Utah is joining several other Western states to work on a plan for developing the region's renewable energy resources to meet the growing need for power throughout the West.
Speaking Wednesday to a standing-room audience in Salt Lake City for the first meeting of the Western Governors' Association's Western Renewable Energy Zones project, Gov. Jon M. Huntsman Jr. said he strongly supports the project's central goal: using areas in the West that have vast renewable resources to expedite the development and delivery of clean energy.
Regardless of who wins the November presidential election, Huntsman said, "we should be prepared as a Western region to hand over the good ideas and the blueprint in terms of where energy policy needs to go."
Huntsman, the association's vice-chairman, said the project will help Western states reach the association's goal of adding 30,000 megawatts of clean and diversified energy by 2015.
Kevin Kolevar, assistant secretary of the U.S. Department of Energy, said the department supports regional efforts to address generation and transmission challenges and will work with the Western Governors' Association to identify renewable energy zones.
"Our nation's existing energy infrastructure cannot stop at the state border," he said. "The Western Renewable Energy Zones project is predicated on this understanding."
The project "creates a new market for new generation of capacity of wind, solar, geothermal, biomass and hydro technology," Kolevar said.

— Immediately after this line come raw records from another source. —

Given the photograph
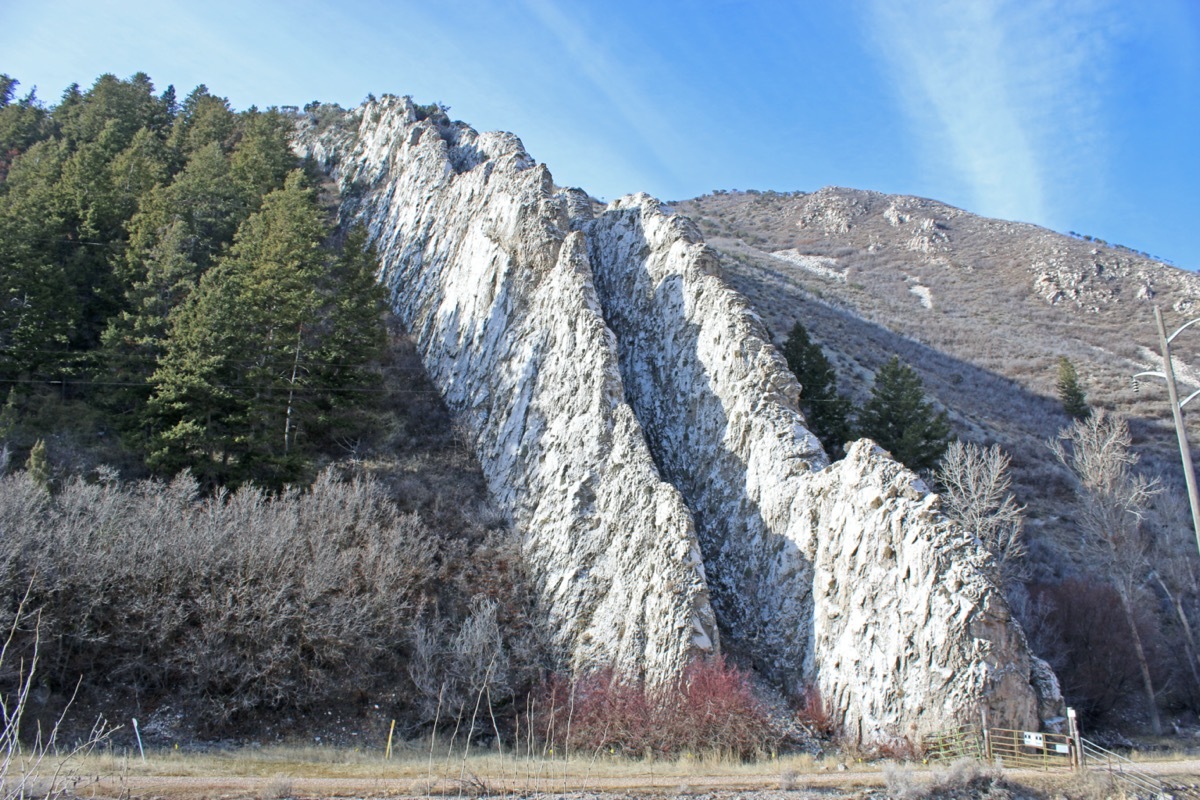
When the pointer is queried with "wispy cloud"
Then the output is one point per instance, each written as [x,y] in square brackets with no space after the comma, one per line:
[637,104]
[1007,94]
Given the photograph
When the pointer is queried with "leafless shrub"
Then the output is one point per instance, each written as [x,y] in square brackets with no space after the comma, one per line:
[41,768]
[711,709]
[243,602]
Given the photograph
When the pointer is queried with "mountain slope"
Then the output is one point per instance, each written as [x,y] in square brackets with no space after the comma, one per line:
[631,416]
[982,308]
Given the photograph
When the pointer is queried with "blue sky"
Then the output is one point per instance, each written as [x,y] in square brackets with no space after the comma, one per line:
[1078,115]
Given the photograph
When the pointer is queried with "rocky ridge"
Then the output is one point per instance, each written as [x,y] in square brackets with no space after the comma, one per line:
[631,415]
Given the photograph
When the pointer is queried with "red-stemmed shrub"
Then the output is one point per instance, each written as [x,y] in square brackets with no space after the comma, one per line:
[711,708]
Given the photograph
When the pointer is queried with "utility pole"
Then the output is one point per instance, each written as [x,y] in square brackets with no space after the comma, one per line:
[1168,374]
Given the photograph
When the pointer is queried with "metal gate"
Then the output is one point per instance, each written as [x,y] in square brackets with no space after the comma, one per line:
[1030,750]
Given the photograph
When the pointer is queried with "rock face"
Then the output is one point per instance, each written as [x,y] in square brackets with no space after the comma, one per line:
[630,414]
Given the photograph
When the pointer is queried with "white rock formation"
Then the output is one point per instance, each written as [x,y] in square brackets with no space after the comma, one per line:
[630,414]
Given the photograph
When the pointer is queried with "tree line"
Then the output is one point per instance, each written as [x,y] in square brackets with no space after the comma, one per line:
[169,277]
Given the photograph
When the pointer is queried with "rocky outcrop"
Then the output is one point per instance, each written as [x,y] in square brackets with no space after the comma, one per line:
[631,415]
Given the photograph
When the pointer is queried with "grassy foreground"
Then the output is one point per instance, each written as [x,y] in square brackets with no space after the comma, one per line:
[276,773]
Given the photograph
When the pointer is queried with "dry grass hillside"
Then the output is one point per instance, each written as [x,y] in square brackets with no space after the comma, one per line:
[982,308]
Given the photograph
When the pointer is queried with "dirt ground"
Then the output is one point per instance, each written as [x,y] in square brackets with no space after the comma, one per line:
[849,783]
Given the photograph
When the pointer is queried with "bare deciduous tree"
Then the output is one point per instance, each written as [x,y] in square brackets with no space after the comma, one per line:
[976,494]
[1113,501]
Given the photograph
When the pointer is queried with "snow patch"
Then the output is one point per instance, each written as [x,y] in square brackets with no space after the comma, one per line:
[826,268]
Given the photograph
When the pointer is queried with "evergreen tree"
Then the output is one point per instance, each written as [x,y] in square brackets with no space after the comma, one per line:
[900,419]
[263,156]
[39,465]
[261,349]
[1071,394]
[823,408]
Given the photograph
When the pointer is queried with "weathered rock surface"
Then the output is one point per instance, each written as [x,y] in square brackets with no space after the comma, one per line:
[630,414]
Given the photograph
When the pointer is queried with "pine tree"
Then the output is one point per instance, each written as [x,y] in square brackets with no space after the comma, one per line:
[261,355]
[823,408]
[39,465]
[1071,394]
[900,420]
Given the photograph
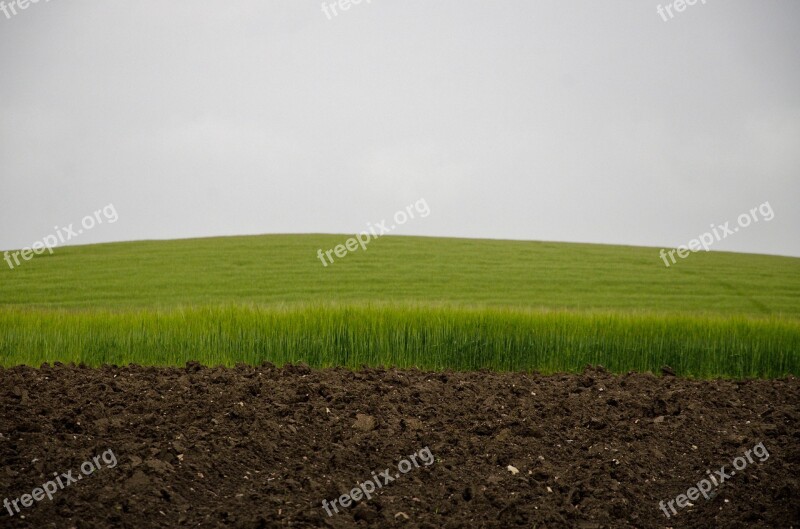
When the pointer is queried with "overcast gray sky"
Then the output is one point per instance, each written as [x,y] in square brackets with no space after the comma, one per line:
[566,121]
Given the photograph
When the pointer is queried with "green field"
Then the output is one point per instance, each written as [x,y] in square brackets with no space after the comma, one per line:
[406,301]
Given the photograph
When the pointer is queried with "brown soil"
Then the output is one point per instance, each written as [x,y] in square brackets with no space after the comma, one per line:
[258,447]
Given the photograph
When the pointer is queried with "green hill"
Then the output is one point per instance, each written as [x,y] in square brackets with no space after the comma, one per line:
[428,302]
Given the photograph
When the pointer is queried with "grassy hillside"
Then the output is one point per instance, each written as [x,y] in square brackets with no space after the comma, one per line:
[280,269]
[405,301]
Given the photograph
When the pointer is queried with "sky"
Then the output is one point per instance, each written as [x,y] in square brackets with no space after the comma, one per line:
[579,121]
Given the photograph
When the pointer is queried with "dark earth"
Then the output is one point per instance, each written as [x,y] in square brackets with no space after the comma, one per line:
[261,447]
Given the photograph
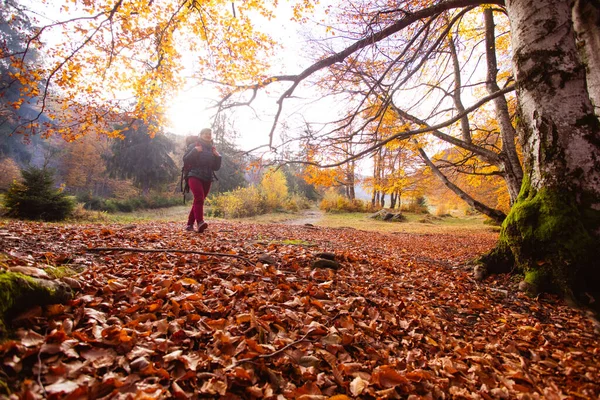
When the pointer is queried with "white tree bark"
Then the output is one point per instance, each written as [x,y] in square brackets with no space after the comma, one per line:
[562,139]
[586,20]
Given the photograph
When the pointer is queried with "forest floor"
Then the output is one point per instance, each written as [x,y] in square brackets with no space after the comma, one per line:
[397,316]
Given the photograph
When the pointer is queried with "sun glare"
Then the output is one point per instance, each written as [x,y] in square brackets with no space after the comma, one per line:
[188,114]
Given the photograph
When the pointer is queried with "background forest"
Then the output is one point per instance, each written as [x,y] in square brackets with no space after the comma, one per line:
[138,166]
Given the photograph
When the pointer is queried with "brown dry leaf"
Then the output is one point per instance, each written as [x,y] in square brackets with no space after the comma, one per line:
[402,315]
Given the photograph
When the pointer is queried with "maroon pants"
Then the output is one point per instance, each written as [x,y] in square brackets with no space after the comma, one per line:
[199,189]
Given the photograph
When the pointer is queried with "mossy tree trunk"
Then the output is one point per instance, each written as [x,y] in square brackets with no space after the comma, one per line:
[19,292]
[552,232]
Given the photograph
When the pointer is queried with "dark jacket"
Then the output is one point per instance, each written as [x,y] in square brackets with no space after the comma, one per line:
[203,163]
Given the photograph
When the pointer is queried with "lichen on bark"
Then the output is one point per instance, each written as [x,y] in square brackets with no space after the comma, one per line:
[548,237]
[19,292]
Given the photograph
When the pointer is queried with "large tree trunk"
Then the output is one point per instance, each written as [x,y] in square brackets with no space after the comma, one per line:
[552,232]
[586,18]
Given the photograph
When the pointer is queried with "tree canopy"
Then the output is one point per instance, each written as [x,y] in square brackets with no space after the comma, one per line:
[418,70]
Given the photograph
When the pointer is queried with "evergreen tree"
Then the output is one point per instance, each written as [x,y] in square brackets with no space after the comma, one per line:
[37,197]
[143,159]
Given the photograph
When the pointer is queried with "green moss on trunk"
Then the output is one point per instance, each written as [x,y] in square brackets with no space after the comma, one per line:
[19,292]
[547,236]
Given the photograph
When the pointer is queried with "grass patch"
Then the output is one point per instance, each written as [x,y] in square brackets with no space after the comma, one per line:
[413,223]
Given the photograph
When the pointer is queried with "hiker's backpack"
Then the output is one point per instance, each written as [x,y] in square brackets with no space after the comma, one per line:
[206,158]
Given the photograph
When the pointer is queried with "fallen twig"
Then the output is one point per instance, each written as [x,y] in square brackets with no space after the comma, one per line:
[138,250]
[276,352]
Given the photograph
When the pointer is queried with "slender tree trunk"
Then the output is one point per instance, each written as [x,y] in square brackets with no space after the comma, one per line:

According to the association, the project is a collaboration of governors, public utility commissioners and premiers from 11 states, two Canadian provinces and areas of Mexico. In addition, officials from the U.S. Departments of Energy, Interior, Agriculture and the Federal Energy Regulatory
Commission will serve on the project's steering committee, said Dianne Nielson, Huntsman's state energy adviser.
"We have determined that by working together, we can be more efficient in identifying those resources and probably more effective in bringing them online than if we work as individual states," she said.